I am working on that is looking at pathology of resected aneurysms and comparing with an MRI image sequence.
Currently the plan is to analyze each image in 4 quadrants so accuracy doesn’t have be exact, (in the future attempts to do more quantitative analysis may require a little more precision)
They cut out the aneurysm, fill it with glue and thenslice it, apply stains, analyze qualitatively. I believe there are many thin slices ~50 crossections and there might be 2 or 4 slices that would map to one voxel width in the MRI.
My thought was to do some sort of manual registration to get close and then automate refinement.

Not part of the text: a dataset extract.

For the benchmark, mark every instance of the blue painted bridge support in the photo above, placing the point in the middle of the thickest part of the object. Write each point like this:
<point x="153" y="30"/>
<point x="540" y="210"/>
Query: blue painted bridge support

For registering two 3D volumes I have had success using the 3D slicer models to start with landmark registration to get close and then follow up with the rigid registration using BrainsFit, therefore a similar workflow would be nice.
Does anyone have guidance and or input they could offer to help which direction to go.
Right, the scale difference is very large, and 2D to 3D registration can be challenging even for similar modalities and scales. The state of the art is papers like Allegro et al 2016 where they do serial blockface imaging along with cryo-sectioning, to provide “as-extracted” registration targets. The blockface images have reasonably similar boundary profiles as the MRI, and crucially, the images are taken before the frequent warping, tearing, and other degradation that accompanies sectioning and staining. Needless to say, that’s probably an intensive pipeline to get started…
Since it sounds like you don’t need that level of accuracy, a simpler approach is to manually stack and align microscopy sections slice-by-slice. There are some tools to do this in FIJI/ImageJ (by Albert Cardona if I recall correctly). Once you have a stacked volume, you could resample to a 3d voxel grid and import to Slicer, then try to manually align the outline of that volume to a segmentation of the aneurysm from MRI.